Il Chief Whip del Partito Conservatore britannico (capogruppo alla Camera dei Comuni e membro del governo) ha annullato la convocazione straordinaria annunciata in mattinata dell'ufficio di presidenza del gruppo che aveva fatto pensare a un imminente avvio della procedura sulla mozione di sfiducia contro la leadership Tory di Theresa May. La convocazione riguardava tutti i 'whip', cioè i soli componenti dell'ufficio di presidenza che nell'ordinamento britannico aiutano a coordinare i lavori parlamentari.
E niente dimissioni dal governo di Theresa May per il ministro dell'Ambiente, Michael Gove. Lo annunciano fonti a lui vicine smentendo indiscrezioni circolate al riguardo dopo il suo presunto rifiuto di sostituire Dominic Raab al dicastero per la Brexit. L'annuncio ferma l'emorragia di esponenti 'brexiteers' dall'esecutivo e delude i conservatori più ultrà nella corrente dei falchi.
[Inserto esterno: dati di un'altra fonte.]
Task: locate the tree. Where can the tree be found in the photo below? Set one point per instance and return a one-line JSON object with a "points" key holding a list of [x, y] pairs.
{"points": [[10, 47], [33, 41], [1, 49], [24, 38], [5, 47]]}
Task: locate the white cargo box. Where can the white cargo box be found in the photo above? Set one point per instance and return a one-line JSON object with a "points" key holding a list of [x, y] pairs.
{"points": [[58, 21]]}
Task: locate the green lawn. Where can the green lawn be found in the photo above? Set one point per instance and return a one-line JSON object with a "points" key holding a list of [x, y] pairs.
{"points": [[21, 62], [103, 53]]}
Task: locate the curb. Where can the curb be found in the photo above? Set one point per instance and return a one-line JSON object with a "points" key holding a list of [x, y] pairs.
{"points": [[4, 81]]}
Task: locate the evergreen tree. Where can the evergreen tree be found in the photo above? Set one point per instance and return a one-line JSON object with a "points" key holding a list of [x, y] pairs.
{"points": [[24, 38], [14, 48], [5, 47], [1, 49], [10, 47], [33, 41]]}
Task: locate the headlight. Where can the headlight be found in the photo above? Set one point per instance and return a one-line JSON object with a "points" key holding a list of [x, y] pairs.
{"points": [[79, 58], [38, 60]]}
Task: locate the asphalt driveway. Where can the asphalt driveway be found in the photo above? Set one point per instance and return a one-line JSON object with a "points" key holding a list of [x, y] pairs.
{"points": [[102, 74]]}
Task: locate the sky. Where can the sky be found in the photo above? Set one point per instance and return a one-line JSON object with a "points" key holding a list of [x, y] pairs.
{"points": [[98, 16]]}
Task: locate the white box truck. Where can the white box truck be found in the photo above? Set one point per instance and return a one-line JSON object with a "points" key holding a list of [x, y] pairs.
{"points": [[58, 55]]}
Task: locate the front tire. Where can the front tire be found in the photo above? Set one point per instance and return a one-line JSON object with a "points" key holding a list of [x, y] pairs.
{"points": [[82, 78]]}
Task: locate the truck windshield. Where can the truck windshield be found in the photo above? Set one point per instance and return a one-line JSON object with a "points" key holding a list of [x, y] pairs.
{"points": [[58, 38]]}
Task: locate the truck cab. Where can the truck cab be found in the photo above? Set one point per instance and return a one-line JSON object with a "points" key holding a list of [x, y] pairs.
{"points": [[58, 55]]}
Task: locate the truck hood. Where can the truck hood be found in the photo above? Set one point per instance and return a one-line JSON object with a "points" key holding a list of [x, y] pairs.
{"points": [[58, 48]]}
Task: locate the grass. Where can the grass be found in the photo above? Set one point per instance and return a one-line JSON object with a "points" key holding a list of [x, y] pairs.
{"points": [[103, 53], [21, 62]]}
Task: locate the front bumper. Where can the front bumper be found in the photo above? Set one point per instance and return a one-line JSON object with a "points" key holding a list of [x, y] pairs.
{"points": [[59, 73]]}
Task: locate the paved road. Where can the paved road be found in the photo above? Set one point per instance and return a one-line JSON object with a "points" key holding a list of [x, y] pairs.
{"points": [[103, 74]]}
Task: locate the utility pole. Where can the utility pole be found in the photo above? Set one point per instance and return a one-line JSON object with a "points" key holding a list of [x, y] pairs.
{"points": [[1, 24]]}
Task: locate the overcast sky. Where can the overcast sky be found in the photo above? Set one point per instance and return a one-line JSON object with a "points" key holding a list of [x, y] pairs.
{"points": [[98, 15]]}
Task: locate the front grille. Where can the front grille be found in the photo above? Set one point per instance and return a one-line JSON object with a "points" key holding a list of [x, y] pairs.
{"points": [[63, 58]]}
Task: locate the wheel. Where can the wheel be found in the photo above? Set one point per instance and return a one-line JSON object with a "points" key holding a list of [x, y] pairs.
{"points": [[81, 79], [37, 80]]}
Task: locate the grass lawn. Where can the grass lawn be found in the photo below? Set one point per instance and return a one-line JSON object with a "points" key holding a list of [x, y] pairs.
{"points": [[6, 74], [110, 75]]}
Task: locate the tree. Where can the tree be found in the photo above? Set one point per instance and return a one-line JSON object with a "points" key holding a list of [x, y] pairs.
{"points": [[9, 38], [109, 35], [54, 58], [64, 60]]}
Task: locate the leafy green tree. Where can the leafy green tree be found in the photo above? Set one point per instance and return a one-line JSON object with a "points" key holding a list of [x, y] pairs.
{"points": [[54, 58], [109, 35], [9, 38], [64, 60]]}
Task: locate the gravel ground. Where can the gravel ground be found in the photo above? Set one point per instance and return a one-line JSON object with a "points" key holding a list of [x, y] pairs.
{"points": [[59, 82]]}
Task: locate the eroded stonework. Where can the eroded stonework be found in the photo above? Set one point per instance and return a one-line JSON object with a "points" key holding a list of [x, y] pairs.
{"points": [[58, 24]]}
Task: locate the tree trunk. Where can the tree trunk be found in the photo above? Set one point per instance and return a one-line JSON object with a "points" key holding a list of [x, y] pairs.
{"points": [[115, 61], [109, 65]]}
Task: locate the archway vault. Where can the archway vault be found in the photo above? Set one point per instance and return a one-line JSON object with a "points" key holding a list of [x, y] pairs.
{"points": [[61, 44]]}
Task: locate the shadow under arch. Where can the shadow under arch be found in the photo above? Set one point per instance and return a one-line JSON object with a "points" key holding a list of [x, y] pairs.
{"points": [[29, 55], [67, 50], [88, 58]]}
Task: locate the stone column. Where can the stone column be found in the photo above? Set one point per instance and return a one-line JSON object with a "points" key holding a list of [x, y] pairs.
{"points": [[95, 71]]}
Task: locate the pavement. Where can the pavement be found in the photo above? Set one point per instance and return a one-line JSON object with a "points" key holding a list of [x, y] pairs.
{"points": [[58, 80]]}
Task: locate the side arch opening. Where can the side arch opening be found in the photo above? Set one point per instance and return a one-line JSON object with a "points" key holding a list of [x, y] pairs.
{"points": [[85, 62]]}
Mentre dalla presidenza del partito arriva un segnale di rassicurazione: May ha i numeri per "vincere" in caso di mozione di sfiducia alla sua leadership.
Gove, secondo indiscrezioni riportate da fonti mediatiche, non solo non intende dimettersi, ma pare abbia convinto altri quattro ministri 'brexiteers' di spicco superstiti a restare come lui nella compagine: il titolare del Commercio con l'Estero, Liam Fox, quello dei Trasporti, Chris Grayling, quella dello Sviluppo Internazionale, Penny Mordaunt, e quella dei Rapporti con il Parlamento, Andrea Leadsom. L'obiettivo concordato dal quintetto, stando a un notista politico del Sunday Times, sarebbe quello di cercare di mantenere un peso in grado di continuare a condizionare le scelte del governo e di Theresa May e, se possibile, a "migliorare" le intese negoziali con Bruxelles sulla Brexit. "Dimettersi e unirsi alla ribellione non aiuterebbe nessuno", pare abbia detto uno di loro.